There’s a specific cold sweat that only working performers know: you’re three minutes into a routine when a face in the front row lights up with recognition — they’ve seen this before. Same client, same bit. You’re not surprising them; you’re reminding them.

Repeating material for a client who’s already seen it is one of the quietest ways to dent a great reputation. The act was fine. But “they did the exact same show” is what the booker remembers, and it’s the difference between a third booking and a polite pass.

It’s also completely avoidable.

Why it happens to good performers

It’s not laziness — it’s memory. You have a handful of strong, reliable pieces, so you reach for them. By the time a client re-books a year or two later, you genuinely can’t remember which of your bankers you used last time. So you default to your best stuff… which is exactly what they already saw.

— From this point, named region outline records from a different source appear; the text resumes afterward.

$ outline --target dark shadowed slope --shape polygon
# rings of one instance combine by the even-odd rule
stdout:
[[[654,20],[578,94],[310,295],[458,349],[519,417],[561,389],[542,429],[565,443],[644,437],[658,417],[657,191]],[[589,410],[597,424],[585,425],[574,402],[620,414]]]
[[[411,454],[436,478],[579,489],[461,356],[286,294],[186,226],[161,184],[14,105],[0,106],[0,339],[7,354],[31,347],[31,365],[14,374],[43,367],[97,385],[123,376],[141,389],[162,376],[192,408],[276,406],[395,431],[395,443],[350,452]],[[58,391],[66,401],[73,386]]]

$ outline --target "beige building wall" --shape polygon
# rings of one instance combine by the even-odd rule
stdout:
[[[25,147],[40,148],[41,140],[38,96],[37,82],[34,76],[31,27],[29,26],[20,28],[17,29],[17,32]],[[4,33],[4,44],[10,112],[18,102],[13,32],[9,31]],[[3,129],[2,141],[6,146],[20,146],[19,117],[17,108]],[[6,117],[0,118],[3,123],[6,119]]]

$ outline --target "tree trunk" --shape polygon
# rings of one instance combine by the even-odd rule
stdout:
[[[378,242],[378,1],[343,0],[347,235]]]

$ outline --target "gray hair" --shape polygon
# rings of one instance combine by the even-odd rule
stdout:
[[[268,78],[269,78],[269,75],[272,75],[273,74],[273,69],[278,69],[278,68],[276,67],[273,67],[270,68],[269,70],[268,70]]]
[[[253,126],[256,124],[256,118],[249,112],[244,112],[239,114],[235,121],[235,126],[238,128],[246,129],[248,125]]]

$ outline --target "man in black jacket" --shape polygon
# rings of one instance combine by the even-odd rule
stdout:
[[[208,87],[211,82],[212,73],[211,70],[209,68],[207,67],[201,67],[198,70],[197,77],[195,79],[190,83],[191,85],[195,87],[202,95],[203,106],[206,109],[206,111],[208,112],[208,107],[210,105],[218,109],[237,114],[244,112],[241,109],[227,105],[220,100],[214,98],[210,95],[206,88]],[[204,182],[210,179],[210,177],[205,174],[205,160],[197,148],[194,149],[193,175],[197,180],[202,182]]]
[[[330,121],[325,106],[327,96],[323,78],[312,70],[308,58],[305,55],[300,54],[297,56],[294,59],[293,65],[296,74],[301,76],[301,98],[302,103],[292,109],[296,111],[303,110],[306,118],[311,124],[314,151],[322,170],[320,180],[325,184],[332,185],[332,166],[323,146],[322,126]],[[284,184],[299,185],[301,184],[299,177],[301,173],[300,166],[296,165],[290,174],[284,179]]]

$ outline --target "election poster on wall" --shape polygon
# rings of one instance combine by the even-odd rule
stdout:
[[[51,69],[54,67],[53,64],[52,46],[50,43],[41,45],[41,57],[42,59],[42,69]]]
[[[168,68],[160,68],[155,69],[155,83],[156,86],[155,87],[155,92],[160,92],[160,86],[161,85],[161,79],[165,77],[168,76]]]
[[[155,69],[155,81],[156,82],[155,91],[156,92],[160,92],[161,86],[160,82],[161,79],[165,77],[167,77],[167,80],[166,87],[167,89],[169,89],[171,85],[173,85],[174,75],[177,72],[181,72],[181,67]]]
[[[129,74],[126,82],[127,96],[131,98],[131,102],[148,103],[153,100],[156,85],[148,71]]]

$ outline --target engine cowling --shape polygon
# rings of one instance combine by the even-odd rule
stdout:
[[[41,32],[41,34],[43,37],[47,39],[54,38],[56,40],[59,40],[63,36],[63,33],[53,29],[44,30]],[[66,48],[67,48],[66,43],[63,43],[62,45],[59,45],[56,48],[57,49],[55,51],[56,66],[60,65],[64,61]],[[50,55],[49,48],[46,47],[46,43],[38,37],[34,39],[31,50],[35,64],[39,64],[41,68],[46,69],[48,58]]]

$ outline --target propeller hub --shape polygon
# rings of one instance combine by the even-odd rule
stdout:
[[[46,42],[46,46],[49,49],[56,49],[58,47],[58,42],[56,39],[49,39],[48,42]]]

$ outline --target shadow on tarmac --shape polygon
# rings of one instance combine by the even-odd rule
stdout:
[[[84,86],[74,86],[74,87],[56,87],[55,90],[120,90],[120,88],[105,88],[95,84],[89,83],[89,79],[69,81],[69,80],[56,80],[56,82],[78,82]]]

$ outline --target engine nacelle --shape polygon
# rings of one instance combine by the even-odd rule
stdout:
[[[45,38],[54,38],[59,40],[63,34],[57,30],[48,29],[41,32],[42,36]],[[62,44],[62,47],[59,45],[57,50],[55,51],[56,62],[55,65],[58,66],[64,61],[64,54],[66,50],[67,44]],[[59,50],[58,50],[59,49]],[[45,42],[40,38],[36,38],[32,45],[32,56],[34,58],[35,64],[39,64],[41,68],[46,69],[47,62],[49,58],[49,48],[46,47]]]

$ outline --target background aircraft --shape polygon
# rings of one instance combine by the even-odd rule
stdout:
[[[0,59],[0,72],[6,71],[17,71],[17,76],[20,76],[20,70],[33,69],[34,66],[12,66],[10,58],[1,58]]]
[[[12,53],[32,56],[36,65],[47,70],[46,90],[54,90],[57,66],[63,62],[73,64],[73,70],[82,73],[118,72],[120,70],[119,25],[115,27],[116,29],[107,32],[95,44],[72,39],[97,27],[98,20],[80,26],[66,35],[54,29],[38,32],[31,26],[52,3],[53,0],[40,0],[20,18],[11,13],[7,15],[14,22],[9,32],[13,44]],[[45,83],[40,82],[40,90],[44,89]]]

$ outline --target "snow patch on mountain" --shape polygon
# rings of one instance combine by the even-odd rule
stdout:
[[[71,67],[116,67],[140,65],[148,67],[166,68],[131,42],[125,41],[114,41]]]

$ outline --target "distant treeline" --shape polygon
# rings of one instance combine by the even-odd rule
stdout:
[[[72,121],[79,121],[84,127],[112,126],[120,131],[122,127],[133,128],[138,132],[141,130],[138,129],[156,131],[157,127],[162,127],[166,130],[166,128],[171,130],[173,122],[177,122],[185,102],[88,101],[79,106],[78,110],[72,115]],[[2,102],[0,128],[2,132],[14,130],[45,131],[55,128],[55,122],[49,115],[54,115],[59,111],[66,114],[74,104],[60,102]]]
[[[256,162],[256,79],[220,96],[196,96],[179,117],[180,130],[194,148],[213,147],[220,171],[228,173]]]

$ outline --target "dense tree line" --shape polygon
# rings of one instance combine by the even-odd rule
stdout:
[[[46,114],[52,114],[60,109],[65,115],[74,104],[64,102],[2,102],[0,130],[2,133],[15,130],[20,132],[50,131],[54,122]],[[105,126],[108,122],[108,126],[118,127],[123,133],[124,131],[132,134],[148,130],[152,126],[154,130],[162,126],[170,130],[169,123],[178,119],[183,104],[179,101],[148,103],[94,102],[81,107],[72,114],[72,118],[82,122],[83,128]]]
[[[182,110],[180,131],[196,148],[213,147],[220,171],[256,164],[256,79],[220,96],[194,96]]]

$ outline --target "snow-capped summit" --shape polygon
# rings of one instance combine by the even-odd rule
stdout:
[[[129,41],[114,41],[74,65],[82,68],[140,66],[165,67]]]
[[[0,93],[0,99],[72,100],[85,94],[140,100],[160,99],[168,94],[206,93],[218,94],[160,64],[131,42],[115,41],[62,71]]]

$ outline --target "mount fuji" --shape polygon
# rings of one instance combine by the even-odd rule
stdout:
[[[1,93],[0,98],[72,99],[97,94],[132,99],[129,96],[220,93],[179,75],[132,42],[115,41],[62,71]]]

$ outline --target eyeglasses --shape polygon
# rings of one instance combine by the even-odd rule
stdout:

The more you gig, and the more repeat clients you earn, the worse the odds get. Success makes this problem more likely, not less.

The fix: track what you did, for whom

You can’t rely on memory, so don’t. The fix is a record of which routines you performed for which client and venue. Get that, and the problem disappears — when a booking comes in, you check what they’ve already seen and build around it.

Two things make this work:

  • Log your set every time (it’s the first line of the post-show debrief) — the actual pieces you performed, attached to that client.
  • Check before you build the next set for them. Pull up their history, see what’s been used, and deliberately go fresh.

This is really just tracking your gigs with one extra discipline: capturing the set, not only the date and fee.

Make “fresh” easy to deliver

The catch: if going fresh means scrapping your reliable material, you won’t do it under pressure. So build a deeper bench. Keep more pieces than you need for any one slot, and rotate. A bigger routine library means a return client gets a genuinely different show without you having to invent something new the week of the gig — and it pairs perfectly with timing a set to the slot, since you’re swapping known-length pieces in and out.

Where a tool earns its keep

A spreadsheet can hold which set you did for whom — our free Working Performer’s Gig Tracker has a Clients tab for exactly this. What a spreadsheet can’t do is warn you in the moment. You still have to remember to look, cross-reference the right client, and read carefully — easy to skip when you’re building a set at 11pm.

This is the single feature we most wanted when we built TrouperList: when you add a routine to a set for a client who’s already seen it, it flags the repeat right there in the picker. No looking up, no cross-referencing — the warning finds you. (It’s the kind of thing a spreadsheet just can’t do.)

Surprise the audience, not yourself. Every return booking should feel like a new show — because to them, it is.